Then $$\alpha = e^{\large \frac{\Delta_1}\Delta} \approx 9.170465,\quad \beta = -\dfrac{\Delta_2}\Delta \approx 0.504086,$$ $$d_h(\alpha, \beta) \approx 0.001295,\quad d_g(\alpha, \beta)\approx 0.355863.$$

Results of the calculations, which are shown in the table $(2),$ confirm obtained parameters values.

$\color{brown}{\textbf{Orthogonal projections approach}}$

The method of orthogonal projections is used to solve problems of large dimension. The essence of the method for the source data is that the parameters of the linear model are calculated one by one.

The already selected dependences should be subtracted.

In the given case, the data after first stage has not essential correlations. Linear approximation of the difference $r_i = g_i - g(t_i)$ in the form of $$r_i = -0.043425+0.014987 t$$ gives $d_r = 0.349557$.

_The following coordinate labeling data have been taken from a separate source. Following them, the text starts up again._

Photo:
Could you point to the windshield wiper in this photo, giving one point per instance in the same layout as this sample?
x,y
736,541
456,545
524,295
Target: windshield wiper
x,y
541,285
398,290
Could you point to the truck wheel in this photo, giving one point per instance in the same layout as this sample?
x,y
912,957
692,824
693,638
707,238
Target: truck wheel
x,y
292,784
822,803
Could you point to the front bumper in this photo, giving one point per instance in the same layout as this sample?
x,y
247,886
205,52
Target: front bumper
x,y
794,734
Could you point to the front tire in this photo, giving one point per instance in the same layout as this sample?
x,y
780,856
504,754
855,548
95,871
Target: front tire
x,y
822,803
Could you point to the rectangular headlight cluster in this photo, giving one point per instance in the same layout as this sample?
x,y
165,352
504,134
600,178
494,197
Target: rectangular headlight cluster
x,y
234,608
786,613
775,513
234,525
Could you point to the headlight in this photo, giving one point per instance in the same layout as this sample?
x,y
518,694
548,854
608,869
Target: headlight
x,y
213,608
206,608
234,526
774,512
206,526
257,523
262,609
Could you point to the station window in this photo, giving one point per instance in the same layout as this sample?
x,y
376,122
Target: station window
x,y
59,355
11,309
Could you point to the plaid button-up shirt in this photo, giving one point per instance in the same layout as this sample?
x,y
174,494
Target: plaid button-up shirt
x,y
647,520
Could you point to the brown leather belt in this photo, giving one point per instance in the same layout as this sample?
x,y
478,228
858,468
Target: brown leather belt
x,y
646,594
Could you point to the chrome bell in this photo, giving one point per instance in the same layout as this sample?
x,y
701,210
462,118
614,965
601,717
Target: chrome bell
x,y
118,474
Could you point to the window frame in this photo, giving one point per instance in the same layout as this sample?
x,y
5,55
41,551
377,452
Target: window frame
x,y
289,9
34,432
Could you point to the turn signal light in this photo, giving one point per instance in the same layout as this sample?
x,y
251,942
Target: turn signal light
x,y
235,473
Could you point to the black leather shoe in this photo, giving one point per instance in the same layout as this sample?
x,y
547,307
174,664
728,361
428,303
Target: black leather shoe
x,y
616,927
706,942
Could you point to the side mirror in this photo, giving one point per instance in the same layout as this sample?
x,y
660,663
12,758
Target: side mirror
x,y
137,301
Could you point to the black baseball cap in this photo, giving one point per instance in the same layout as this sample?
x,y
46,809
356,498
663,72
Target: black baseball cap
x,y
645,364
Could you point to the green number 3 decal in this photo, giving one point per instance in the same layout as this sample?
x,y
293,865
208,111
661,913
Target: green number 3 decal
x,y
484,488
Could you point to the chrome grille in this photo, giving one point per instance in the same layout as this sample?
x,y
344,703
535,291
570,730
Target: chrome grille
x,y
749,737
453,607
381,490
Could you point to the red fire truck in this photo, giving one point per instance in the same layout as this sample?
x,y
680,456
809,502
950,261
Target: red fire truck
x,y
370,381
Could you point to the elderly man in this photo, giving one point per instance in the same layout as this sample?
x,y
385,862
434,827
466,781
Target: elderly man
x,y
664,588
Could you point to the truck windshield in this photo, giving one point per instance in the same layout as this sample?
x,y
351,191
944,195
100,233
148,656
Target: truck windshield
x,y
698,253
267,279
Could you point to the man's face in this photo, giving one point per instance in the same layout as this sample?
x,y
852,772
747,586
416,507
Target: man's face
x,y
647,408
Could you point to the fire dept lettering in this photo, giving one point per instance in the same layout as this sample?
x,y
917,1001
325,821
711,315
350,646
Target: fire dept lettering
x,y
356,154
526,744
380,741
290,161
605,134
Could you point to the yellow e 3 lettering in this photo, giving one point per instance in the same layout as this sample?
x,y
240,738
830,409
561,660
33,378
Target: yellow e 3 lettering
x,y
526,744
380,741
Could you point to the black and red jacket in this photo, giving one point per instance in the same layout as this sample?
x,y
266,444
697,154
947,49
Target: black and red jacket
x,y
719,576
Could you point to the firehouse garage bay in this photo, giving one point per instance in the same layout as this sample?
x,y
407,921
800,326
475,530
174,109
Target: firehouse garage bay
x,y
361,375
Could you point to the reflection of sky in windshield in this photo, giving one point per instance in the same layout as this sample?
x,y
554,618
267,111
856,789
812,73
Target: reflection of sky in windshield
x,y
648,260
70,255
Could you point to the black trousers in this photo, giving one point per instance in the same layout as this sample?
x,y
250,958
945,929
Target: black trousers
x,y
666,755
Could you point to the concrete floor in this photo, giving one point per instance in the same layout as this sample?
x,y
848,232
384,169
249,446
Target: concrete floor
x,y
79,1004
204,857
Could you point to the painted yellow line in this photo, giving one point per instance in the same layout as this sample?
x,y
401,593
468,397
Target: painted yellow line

$\color{brown}{\textbf{Via the gradient descent.}}$

Obtained solution via linear model is not optimal for the discrepancy in the form of $$d_g(\alpha,\beta)=\sum\limits_{i=1}^7\left(\dfrac{100}{1+\alpha e^{-\beta t_i}} - g_i\right)^2.$$

To verify the orthogonal projections approach, can be used the gradient descent method.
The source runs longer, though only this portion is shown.